Thursday, March 08, 2007

i know that i'm going crazy

i'm trying to stay home and be good like making blackberry and sage marinade like maybe if i put on an apron i will be okay because that is what all those ladies in the fifties did and fuck it those ladies had to be faltering between sanity and madness i mean look at their fucking hair but i don't even have an apron maybe if i had an apron maybe if my hair didn't look like shit already i could smooth it out and hide behind it.

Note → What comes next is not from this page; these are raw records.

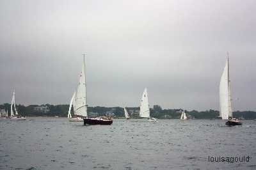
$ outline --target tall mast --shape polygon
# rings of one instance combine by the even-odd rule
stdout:
[[[85,111],[86,112],[86,115],[88,117],[88,112],[87,112],[87,97],[86,97],[86,72],[85,72],[85,56],[86,55],[86,52],[83,54],[83,56],[84,57],[84,86],[85,86]]]
[[[227,56],[228,56],[228,86],[229,86],[229,55],[228,55],[228,52],[227,52]]]

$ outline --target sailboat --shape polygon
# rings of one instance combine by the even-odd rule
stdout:
[[[222,120],[228,120],[227,126],[241,125],[242,123],[238,119],[233,118],[231,105],[231,84],[229,73],[228,55],[226,61],[226,65],[222,73],[220,84],[220,116]]]
[[[74,110],[75,110],[75,102],[74,98],[76,97],[76,91],[74,93],[73,96],[70,100],[70,104],[69,104],[69,109],[68,109],[68,118],[69,119],[70,121],[83,121],[84,120],[79,116],[76,116],[72,118],[71,116],[71,108],[73,105]]]
[[[13,110],[13,106],[14,107],[14,112]],[[14,114],[15,112],[15,114]],[[13,93],[12,95],[12,102],[11,102],[11,116],[10,116],[11,120],[26,120],[26,117],[22,117],[19,115],[18,111],[15,107],[15,91],[13,90]]]
[[[3,120],[3,119],[6,119],[6,117],[8,117],[8,114],[7,112],[5,111],[4,109],[3,109],[0,111],[0,119]]]
[[[125,116],[125,118],[127,120],[129,120],[130,118],[129,117],[127,110],[126,110],[125,107],[124,107],[124,115]]]
[[[182,113],[181,114],[180,120],[188,120],[187,116],[186,116],[186,112],[184,110],[183,110]]]
[[[73,98],[74,114],[83,119],[84,125],[111,125],[113,120],[111,118],[102,116],[95,118],[89,118],[87,114],[86,104],[86,84],[85,76],[85,59],[82,65],[82,72],[80,74],[79,82],[76,88]]]
[[[141,104],[140,107],[140,117],[148,118],[148,121],[156,121],[156,119],[150,117],[150,111],[149,109],[148,92],[145,88],[142,94]]]

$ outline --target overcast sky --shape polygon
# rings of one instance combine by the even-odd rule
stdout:
[[[90,106],[256,111],[255,1],[0,1],[0,104],[68,104],[87,52]]]

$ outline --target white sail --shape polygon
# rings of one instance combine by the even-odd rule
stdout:
[[[145,89],[143,94],[142,95],[140,109],[140,116],[141,118],[150,118],[147,88]]]
[[[15,93],[13,91],[13,93],[12,95],[12,101],[11,101],[11,116],[13,116],[14,114],[13,114],[13,111],[12,109],[12,107],[13,106],[13,102],[14,102],[14,100],[15,100]],[[15,105],[15,102],[14,102],[14,105]]]
[[[183,119],[184,120],[187,119],[187,116],[186,116],[186,112],[184,110],[183,110]]]
[[[128,114],[127,110],[126,110],[125,107],[124,107],[124,115],[125,116],[125,118],[127,119],[129,119],[129,114]]]
[[[228,120],[228,116],[232,117],[228,65],[228,58],[220,84],[220,116],[222,120]]]
[[[76,89],[74,114],[83,117],[87,117],[86,89],[85,84],[85,63],[83,63],[82,72],[80,74],[79,83]]]
[[[180,120],[183,120],[183,112],[181,113]]]
[[[68,109],[68,118],[72,118],[72,116],[71,116],[71,108],[72,108],[72,105],[73,104],[73,100],[74,100],[74,97],[75,96],[76,94],[76,91],[74,93],[73,96],[71,98],[70,100],[70,104],[69,104],[69,109]]]

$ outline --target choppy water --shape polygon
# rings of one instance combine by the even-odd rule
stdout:
[[[0,120],[0,169],[255,169],[256,121],[114,120],[83,126],[65,118]],[[212,163],[208,156],[248,156]]]

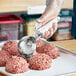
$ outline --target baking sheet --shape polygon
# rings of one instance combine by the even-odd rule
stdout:
[[[0,43],[2,47],[4,43]],[[61,48],[60,48],[61,49]],[[5,71],[5,67],[0,67],[0,71],[9,76],[61,76],[76,72],[76,56],[60,52],[60,56],[52,61],[52,66],[47,70],[30,70],[25,73],[11,74]]]

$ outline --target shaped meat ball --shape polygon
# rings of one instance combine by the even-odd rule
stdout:
[[[0,66],[5,66],[11,55],[7,51],[0,51]]]
[[[2,49],[5,51],[8,51],[9,54],[13,55],[13,56],[20,56],[19,52],[18,52],[18,43],[17,41],[7,41]]]
[[[46,54],[33,55],[29,60],[29,68],[34,70],[45,70],[51,67],[52,59]]]
[[[28,70],[27,61],[22,57],[12,57],[9,62],[6,63],[5,70],[13,74],[24,73]]]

i try not to listen to myself when i talk because i talk all the time i can't shut up i'm trying to distract myself from whoever i'm with and the fact that i'm bored and i'm scared of them and they're strange and stupid and even though i know they're real i can't completely convince myself. and i don't even know what i'm saying somtems i can hear myself and it sounds like i'm speaking in tongues i have no idea what i'm even talking about and if they pretend to listen i start to hate them for it and then at the same time i'm wondering what if i cut off my own arm and made human stock with it. and then laterout of nowhere i have this vivid image of me in my edward scissorhands boots stopming on someone's throat not anyone even some faceless nobody and i think about it until i actually gag because it's so disgusting. i don't want to stomp on someone's throat until the skin splits and blood gurgles out and sight and sound are reminiscent of some fat newborn eating strained blackberries. and then i have to wonder why i can't stop thinking of blackberries. that is it always, why can't i stop thinkg about xyz. fuck.